The project, called 2050 LI Groundwater Rebalance, is the creation of the nonprofit Port Washington-based community group Residents Forward and a collaboration between water suppliers, groundwater resource management experts, and local environment activists.
Kicking off the effort Wednesday night, eight high school students from Port Washington laid out the problem: when too much water is pumped from the underground aquifer, it pulls saltwater from offshore to fill the void.
Saltwater intrusion is already a problem in some areas close to the coasts, according to a 2024 study by the U.S. Geological Survey and the state Department of Environmental Conservation, and the intrusion is more severe than experts expected. Unless that progression is halted, wells will be spoiled by becoming too salty and will have to be abandoned.
WHAT NEWSDAY FOUND
- A Port Washington community group is launching a project to draw attention and funds to Long Island's stressed aquifer.
- A group of high school students kicked off the program with a forum presenting the problem and solutions.
- The students said green infrastructure, conservation-minded gardening and large water-recycling projects are needed to preserve and recharge the aquifer.
"We cannot and must not hand this issue off to the next generation," Izzy Falco, a junior at the Paul D. Schreiber High School, said.
Long Islanders use on average 140 gallons of water a day, per person, 70% more than the national average, Mindy Germain, the water commissioner of Port Washington and a mentor for the students, noted at the forum Wednesday.
Water consumption doubles or in some areas nearly triples in summer, when residents are watering their lawns. The problem is exacerbated by sea level rise, which allows seawater to creep inland, and by the heating climate, which increases demand for water and hastens evaporation.
Solutions to overpumping were laid out by the Schreiber students.
The asphalt and concrete that paves roads, parking lots and sidewalks can be replaced with permeable concrete and pavers, to allow stormwater to filter back into the ground and recharge our aquifer, Eve Feldman explained.
Deep-rooted native grasses like tall fescue, which rarely require watering, can replace standard, finicky lawn grasses, Ezra Furstenberg said.
Water suppliers have established rules for lawn watering, including odd and even day schedules and requirements to use "smart" sprinklers that allow watering only when the soil is actually dry.
"It’s been a patchwork approach," Michelle Schimel, a former Assembly member from Port Washington who arranged the funding for the USGS survey, said in an interview. But "we’re one island," she said. "And we need to scale up." Schimel also served as an adviser to the students.
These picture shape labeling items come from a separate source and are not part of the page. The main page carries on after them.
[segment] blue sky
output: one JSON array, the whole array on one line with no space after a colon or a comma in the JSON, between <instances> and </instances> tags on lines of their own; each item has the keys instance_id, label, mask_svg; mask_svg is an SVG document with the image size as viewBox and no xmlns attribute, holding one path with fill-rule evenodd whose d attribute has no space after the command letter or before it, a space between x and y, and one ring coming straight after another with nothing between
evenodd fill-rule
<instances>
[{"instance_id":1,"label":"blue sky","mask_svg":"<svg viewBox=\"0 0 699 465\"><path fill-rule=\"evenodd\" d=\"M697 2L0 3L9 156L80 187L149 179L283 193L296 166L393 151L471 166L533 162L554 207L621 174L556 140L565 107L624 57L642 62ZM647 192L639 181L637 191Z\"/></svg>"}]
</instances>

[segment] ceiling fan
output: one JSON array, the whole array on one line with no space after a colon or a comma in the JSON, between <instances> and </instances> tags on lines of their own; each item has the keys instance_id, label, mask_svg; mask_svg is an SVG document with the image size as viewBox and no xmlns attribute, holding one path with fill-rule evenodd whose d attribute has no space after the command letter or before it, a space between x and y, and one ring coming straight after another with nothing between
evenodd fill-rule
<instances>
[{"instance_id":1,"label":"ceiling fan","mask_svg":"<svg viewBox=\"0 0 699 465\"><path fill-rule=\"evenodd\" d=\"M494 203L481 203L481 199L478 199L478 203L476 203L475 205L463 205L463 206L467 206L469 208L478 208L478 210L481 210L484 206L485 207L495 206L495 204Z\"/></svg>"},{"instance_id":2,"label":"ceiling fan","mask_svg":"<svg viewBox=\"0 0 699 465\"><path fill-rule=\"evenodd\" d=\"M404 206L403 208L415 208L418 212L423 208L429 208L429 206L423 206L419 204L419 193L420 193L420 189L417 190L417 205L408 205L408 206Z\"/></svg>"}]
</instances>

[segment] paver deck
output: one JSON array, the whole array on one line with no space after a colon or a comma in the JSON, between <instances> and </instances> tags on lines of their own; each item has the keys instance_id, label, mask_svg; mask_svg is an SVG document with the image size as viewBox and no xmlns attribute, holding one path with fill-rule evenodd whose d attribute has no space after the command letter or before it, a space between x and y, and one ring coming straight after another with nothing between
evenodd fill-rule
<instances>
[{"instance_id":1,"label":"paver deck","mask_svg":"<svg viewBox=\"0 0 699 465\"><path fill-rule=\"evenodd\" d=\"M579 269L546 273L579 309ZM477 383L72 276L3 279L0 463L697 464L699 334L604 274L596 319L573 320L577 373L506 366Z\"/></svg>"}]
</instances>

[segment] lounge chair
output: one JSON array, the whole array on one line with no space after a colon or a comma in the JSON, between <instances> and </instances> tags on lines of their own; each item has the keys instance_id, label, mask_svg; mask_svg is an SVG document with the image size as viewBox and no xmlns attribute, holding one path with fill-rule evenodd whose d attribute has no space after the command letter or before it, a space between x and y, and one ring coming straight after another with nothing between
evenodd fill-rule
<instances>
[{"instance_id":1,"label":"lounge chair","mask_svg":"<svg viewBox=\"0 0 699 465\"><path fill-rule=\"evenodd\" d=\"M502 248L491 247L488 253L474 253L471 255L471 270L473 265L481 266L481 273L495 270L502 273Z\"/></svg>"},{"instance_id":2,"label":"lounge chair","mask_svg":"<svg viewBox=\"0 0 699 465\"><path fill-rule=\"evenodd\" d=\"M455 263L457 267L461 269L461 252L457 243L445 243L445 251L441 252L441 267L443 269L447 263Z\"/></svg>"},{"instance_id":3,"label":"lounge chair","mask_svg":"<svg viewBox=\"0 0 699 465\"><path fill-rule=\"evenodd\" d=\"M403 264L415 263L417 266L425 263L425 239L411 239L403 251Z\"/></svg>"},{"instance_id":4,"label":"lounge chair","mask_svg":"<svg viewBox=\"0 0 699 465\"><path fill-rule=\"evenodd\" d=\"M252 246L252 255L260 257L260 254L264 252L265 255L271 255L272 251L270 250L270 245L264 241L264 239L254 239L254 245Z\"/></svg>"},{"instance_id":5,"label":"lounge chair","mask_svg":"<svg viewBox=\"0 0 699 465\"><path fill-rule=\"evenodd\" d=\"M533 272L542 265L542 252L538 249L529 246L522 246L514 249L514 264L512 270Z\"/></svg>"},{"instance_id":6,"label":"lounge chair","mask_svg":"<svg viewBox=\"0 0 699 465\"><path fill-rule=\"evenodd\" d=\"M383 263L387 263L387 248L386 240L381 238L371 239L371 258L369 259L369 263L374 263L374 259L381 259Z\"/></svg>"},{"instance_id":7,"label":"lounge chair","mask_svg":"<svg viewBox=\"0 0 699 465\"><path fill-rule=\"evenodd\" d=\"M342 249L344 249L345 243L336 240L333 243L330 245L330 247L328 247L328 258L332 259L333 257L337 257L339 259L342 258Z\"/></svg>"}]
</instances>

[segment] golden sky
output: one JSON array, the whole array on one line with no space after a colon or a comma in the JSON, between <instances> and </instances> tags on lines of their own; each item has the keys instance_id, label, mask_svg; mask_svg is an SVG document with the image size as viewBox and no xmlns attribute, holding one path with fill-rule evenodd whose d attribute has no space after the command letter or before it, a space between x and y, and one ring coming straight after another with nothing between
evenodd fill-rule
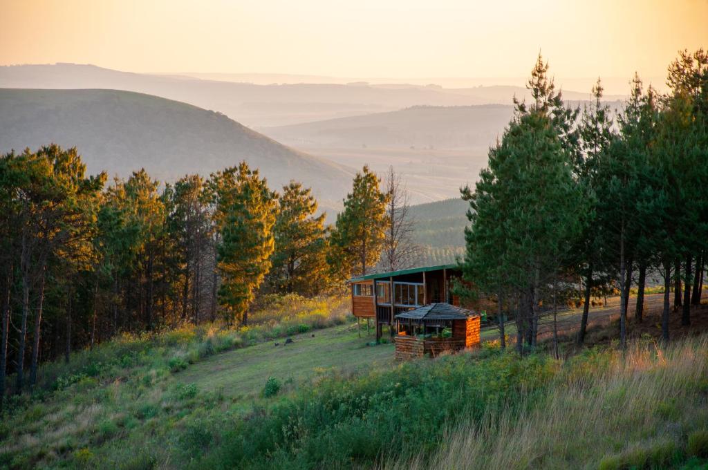
<instances>
[{"instance_id":1,"label":"golden sky","mask_svg":"<svg viewBox=\"0 0 708 470\"><path fill-rule=\"evenodd\" d=\"M708 0L0 0L0 64L138 72L663 76Z\"/></svg>"}]
</instances>

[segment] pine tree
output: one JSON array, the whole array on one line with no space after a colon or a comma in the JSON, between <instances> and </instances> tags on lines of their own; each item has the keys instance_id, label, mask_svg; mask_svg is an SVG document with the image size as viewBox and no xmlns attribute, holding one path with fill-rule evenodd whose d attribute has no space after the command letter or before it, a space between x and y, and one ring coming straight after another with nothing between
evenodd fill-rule
<instances>
[{"instance_id":1,"label":"pine tree","mask_svg":"<svg viewBox=\"0 0 708 470\"><path fill-rule=\"evenodd\" d=\"M597 229L598 171L603 159L615 138L612 120L610 107L603 105L603 86L600 79L593 87L594 98L583 112L578 131L581 139L581 151L574 162L575 176L583 194L587 210L583 214L583 230L577 240L575 248L578 273L585 278L585 302L581 317L577 340L583 344L588 326L590 297L592 290L597 283L593 275L605 270L606 260L603 259L602 240Z\"/></svg>"},{"instance_id":2,"label":"pine tree","mask_svg":"<svg viewBox=\"0 0 708 470\"><path fill-rule=\"evenodd\" d=\"M339 276L365 275L376 264L386 240L386 203L379 188L380 180L369 167L354 177L352 192L330 240L330 263Z\"/></svg>"},{"instance_id":3,"label":"pine tree","mask_svg":"<svg viewBox=\"0 0 708 470\"><path fill-rule=\"evenodd\" d=\"M517 111L489 151L470 201L464 277L486 292L513 295L518 306L517 348L535 345L544 286L561 275L584 212L572 174L576 142L560 93L541 57L529 88L534 103L515 100Z\"/></svg>"},{"instance_id":4,"label":"pine tree","mask_svg":"<svg viewBox=\"0 0 708 470\"><path fill-rule=\"evenodd\" d=\"M279 292L313 295L328 288L326 229L309 188L283 186L273 227L275 241L268 284Z\"/></svg>"},{"instance_id":5,"label":"pine tree","mask_svg":"<svg viewBox=\"0 0 708 470\"><path fill-rule=\"evenodd\" d=\"M248 309L270 268L275 247L277 195L246 162L215 176L222 284L219 300L227 319L248 323Z\"/></svg>"},{"instance_id":6,"label":"pine tree","mask_svg":"<svg viewBox=\"0 0 708 470\"><path fill-rule=\"evenodd\" d=\"M384 189L387 227L380 264L386 271L412 268L420 260L421 248L413 239L416 224L409 211L411 196L393 166L386 174Z\"/></svg>"}]
</instances>

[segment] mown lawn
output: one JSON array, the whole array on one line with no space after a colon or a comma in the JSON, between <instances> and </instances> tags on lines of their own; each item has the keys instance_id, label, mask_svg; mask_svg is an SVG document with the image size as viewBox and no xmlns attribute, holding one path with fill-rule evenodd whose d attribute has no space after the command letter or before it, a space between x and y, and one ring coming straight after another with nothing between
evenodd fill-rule
<instances>
[{"instance_id":1,"label":"mown lawn","mask_svg":"<svg viewBox=\"0 0 708 470\"><path fill-rule=\"evenodd\" d=\"M394 345L377 345L365 331L359 338L355 324L347 323L217 355L174 375L200 390L238 397L260 394L269 377L297 385L324 372L385 368L393 365ZM280 345L275 346L278 343Z\"/></svg>"}]
</instances>

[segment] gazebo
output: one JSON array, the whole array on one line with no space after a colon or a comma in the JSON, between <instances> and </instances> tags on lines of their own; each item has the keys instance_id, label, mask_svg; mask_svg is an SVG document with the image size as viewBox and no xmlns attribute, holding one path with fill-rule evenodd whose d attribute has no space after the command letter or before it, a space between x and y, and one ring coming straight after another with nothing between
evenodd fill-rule
<instances>
[{"instance_id":1,"label":"gazebo","mask_svg":"<svg viewBox=\"0 0 708 470\"><path fill-rule=\"evenodd\" d=\"M396 316L397 360L435 357L479 344L480 316L443 302L428 304Z\"/></svg>"}]
</instances>

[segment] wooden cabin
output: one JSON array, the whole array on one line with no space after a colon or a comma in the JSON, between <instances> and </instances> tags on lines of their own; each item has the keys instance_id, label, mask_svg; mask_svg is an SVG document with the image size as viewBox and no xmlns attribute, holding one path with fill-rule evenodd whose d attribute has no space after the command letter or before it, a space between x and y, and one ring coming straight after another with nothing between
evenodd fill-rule
<instances>
[{"instance_id":1,"label":"wooden cabin","mask_svg":"<svg viewBox=\"0 0 708 470\"><path fill-rule=\"evenodd\" d=\"M479 344L479 314L447 303L428 304L396 316L396 360L454 352Z\"/></svg>"},{"instance_id":2,"label":"wooden cabin","mask_svg":"<svg viewBox=\"0 0 708 470\"><path fill-rule=\"evenodd\" d=\"M461 275L457 265L450 264L354 277L348 281L352 314L375 321L377 340L381 338L384 325L388 326L392 337L395 317L399 314L438 302L459 306L459 299L450 291L452 279Z\"/></svg>"}]
</instances>

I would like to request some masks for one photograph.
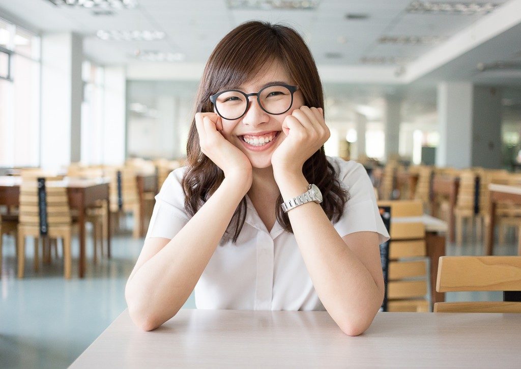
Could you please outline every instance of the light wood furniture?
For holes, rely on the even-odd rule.
[[[12,234],[16,239],[18,216],[0,214],[0,276],[2,275],[2,243],[4,235]],[[18,250],[18,249],[17,249]],[[18,254],[18,252],[17,252]]]
[[[20,177],[0,176],[0,205],[17,206],[19,203]],[[80,261],[78,275],[80,278],[84,276],[85,269],[85,210],[95,204],[98,200],[107,202],[110,207],[108,196],[108,180],[104,178],[97,179],[81,179],[64,178],[59,182],[54,182],[57,186],[67,188],[69,206],[71,209],[78,210],[78,225],[80,236]],[[107,222],[110,228],[110,217]],[[110,238],[107,240],[107,248],[110,252]]]
[[[460,174],[460,187],[454,214],[455,218],[456,242],[461,245],[463,241],[464,222],[466,220],[467,232],[472,235],[475,218],[476,174],[472,170],[462,170]]]
[[[436,216],[437,198],[440,196],[448,198],[447,203],[449,223],[449,239],[454,241],[454,208],[460,187],[459,178],[454,175],[437,174],[432,179],[432,198],[431,214]]]
[[[521,313],[521,256],[442,256],[436,290],[515,291],[508,300],[439,302],[435,312]]]
[[[489,209],[490,220],[487,231],[486,254],[491,255],[494,244],[494,227],[498,203],[508,202],[521,205],[521,187],[490,183],[488,188],[490,205]],[[517,254],[521,255],[521,242],[518,244]]]
[[[424,205],[424,209],[430,207],[430,192],[432,168],[427,166],[421,166],[418,168],[418,181],[414,200],[419,200]]]
[[[517,367],[520,332],[514,314],[378,313],[353,337],[326,311],[202,309],[145,332],[125,310],[70,367]]]
[[[391,208],[387,311],[428,312],[425,226],[421,222],[393,222],[394,218],[422,215],[421,203],[396,200],[378,205]]]
[[[52,187],[52,181],[46,181],[43,192],[46,203],[46,236],[61,238],[63,240],[64,276],[71,277],[71,238],[72,223],[70,210],[67,201],[67,190],[63,187]],[[39,213],[39,188],[33,181],[23,181],[20,186],[20,215],[18,223],[18,278],[23,278],[25,267],[26,238],[30,236],[40,239],[40,224],[42,221]],[[45,222],[45,220],[43,220]],[[38,241],[34,242],[34,268],[38,269]]]

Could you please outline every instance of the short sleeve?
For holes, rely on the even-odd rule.
[[[156,195],[145,239],[163,237],[171,239],[188,223],[184,210],[184,194],[181,180],[185,167],[170,172]]]
[[[383,243],[389,239],[389,234],[380,215],[373,183],[365,168],[359,163],[339,160],[339,178],[350,197],[343,214],[333,227],[342,237],[362,231],[376,232],[379,243]]]

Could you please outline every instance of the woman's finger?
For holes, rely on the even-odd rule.
[[[296,117],[300,121],[301,125],[306,131],[308,131],[310,133],[313,133],[314,132],[316,132],[317,130],[313,127],[313,124],[304,111],[305,108],[307,107],[303,106],[299,109],[295,109],[291,113],[291,115]],[[309,109],[309,108],[307,108]]]

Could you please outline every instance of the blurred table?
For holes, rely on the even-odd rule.
[[[520,338],[518,314],[378,313],[350,337],[326,311],[182,309],[145,332],[125,310],[70,367],[518,367]]]
[[[440,256],[445,254],[445,235],[448,226],[447,222],[428,214],[421,216],[391,217],[391,223],[423,223],[425,226],[426,254],[430,259],[431,302],[445,301],[445,293],[436,291],[438,264]]]
[[[437,195],[449,197],[449,239],[454,241],[454,208],[457,198],[457,191],[460,187],[460,179],[457,177],[446,175],[436,175],[432,179],[432,197],[430,208],[433,212],[436,208],[435,201]],[[432,215],[434,215],[433,214]]]
[[[19,204],[20,185],[22,178],[18,176],[0,176],[0,205],[18,206]],[[85,210],[89,206],[96,204],[98,200],[107,202],[107,208],[110,209],[108,178],[82,179],[66,177],[60,181],[53,181],[48,187],[66,187],[69,197],[69,206],[78,211],[80,228],[80,262],[78,275],[83,278],[85,273]],[[110,229],[110,217],[107,212],[107,224]],[[110,232],[107,240],[107,254],[110,256]]]
[[[487,232],[487,255],[492,255],[494,247],[494,228],[495,225],[495,209],[498,202],[508,202],[521,205],[521,187],[505,185],[489,185],[490,196],[490,208],[489,216],[490,222]],[[521,237],[521,235],[518,237]],[[517,250],[517,254],[521,255],[521,245]]]

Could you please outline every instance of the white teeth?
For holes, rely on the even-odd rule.
[[[269,136],[268,137],[260,137],[260,138],[255,138],[253,139],[247,139],[244,136],[242,137],[242,139],[245,142],[247,142],[252,146],[263,146],[268,143],[268,142],[270,141],[272,141],[273,139],[275,138],[277,134],[273,136]]]

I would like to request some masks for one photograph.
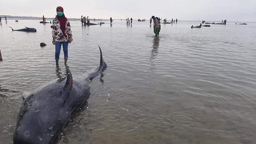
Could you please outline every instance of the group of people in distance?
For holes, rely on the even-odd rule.
[[[95,19],[94,18],[94,19]],[[86,25],[86,23],[90,23],[90,19],[89,19],[89,16],[87,16],[87,18],[85,16],[83,17],[82,15],[81,16],[81,22],[82,22],[82,26],[83,24],[84,26]]]
[[[131,24],[132,24],[132,18],[131,18]],[[129,19],[129,18],[126,19],[126,24],[130,24],[130,20]]]
[[[59,6],[56,8],[57,15],[53,20],[52,22],[52,43],[55,46],[55,59],[56,66],[59,65],[59,61],[60,59],[60,54],[62,45],[64,53],[64,64],[67,65],[67,62],[68,58],[68,47],[69,43],[73,41],[72,31],[71,30],[70,23],[68,19],[66,18],[64,13],[64,10],[62,7]],[[83,23],[86,21],[90,23],[89,17],[86,19],[85,17],[81,16],[82,25]],[[160,19],[157,17],[153,16],[150,18],[150,24],[152,19],[154,20],[154,31],[155,34],[155,37],[158,37],[161,29]],[[112,23],[112,18],[110,18],[110,22]],[[43,20],[45,21],[44,16],[43,16]],[[127,20],[127,24],[129,22],[129,18]],[[132,18],[131,18],[131,24],[132,23]],[[84,23],[85,24],[85,23]],[[0,51],[0,62],[3,61],[3,58]]]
Scaling up, though, will require more than individual efforts to conserve, the students emphasized. "We want large infrastructure projects for stormwater recapture, and aquifer recharge," Germain said Wednesday.
Large-scale water-recycling projects can curb groundwater use of large consumers, like golf courses; the Indian Island golf course in Riverhead has been using treated wastewater from a nearby treatment facility for a decade.
The Long Island Commission for Aquifer Protection has a program called Our Water, Our Lives, "to develop that unified message Islandwide," Paul Granger, superintendent of the Hicksville Water District, said. "But the budget is small ... and really needs to be expanded."
"Most people are reasonable," Granger said, and when you educate them, they address their habits." Mandates may be necessary at some point, but "enforcement without education — it doesn't really get you good results."
On some water concerns, environmentalists and water suppliers find themselves in conflict — if, for example, environmentalists favor regulations that suppliers view as too expensive. On this question their interests appear aligned: water suppliers don’t want their drinking wells contaminated with saltwater.
Granger said water conservation also saves money for the districts and for ratepayers. Less pumping "reduces the stress on our mechanical equipment, not only the aquifer," he said.